Reporter: Ridwan Nanda Mulyana | Editor: Anna Suci Perwitasari
KONTAN.CO.ID - JAKARTA. Kasus hukum investasi bodong terus bergulir. Kali ini giliran pemilik robot trading Net89, Reza Shahrani alias Reza Paten yang telah ditetapkan sebagai tersangka oleh Bareskrim Polri.
Reza dijerat dengan pasal berlapis. Antara lain Pasal 378 KUHP dan/atau Pasal 372 KUHP dan/atau Pasal 45 ayat 1 juncto Pasal 26 dan/atau Pasal 34 ayat 1 juncto Pasal 50 UU Nomor19 Tahun 2015 tentang Perubahan atas UU Nomor 1 Tahun 2008 tentang Informasi dan Transaksi Elektronik.

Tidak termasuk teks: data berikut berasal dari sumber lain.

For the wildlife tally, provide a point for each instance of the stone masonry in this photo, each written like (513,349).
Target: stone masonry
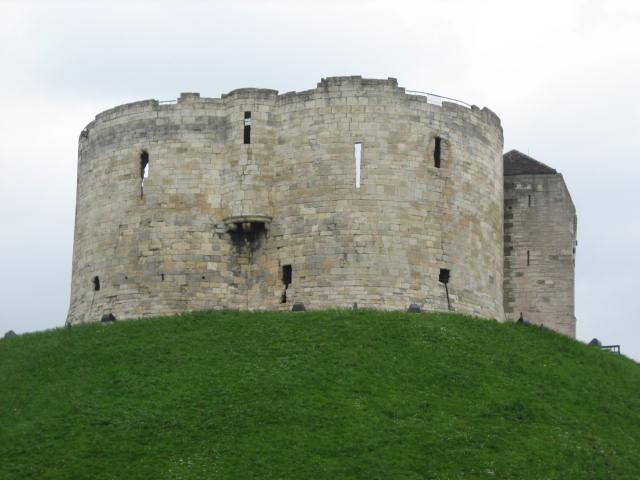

Pasal lain yang disangkakan adalah Pasal 3, Pasal 4, Pasal 5 dan Pasal 6 Undang-Undang Nomor 8 Tahun 2010 tentang Pencegahan dan Pemberantasan Tindak Pidana Pencucian Uang (TPPU).
Ada 230 orang korban yang melapor pada kasus Net89, dengan total kerugian ditaksir mencapai Rp 28 miliar. Terkait kasus ini, Pusat Pelaporan dan Analisis Transaksi Keuangan (PPATK) pun telah membekukan rekening milik Reza senilai lebih dari Rp 1 triliun.
Pakar Hukum Tindak Pidana Pencucian Uang, Yenti Garnasih, menilai bahwa jerat TPPU pada kasus investasi bodong sudah tepat. Dengan begitu, penipuan berkedok investasi yang kemungkinan memakai skema ponzi ini bisa ditelusuri.
Baca Juga: Investasi Bodong Reza Paten, PPATK Sudah Menyegel 150 Rekening Bermozet Rp 1 Triliun
Yenti menegaskan, semua pihak yang menikmati hasil trading ilegal tersebut bisa dikenai sanksi pidana TPPU. Dana dari tindak kejahatan ini bisa dirampas, untuk dikembalikan kepada pihak yang dirugikan akibat penipuan.
"Sangat mungkin (dijerat TPPU), karena sudah ada hasil kejahatan dan penipuan investasi berkedok trading. Semua hasil kejahatan disita. Masalah harus pembuktian terbalik, bisa nanti di Pengadilan," kata Yenti kepada Kontan.co.id, Senin (7/11).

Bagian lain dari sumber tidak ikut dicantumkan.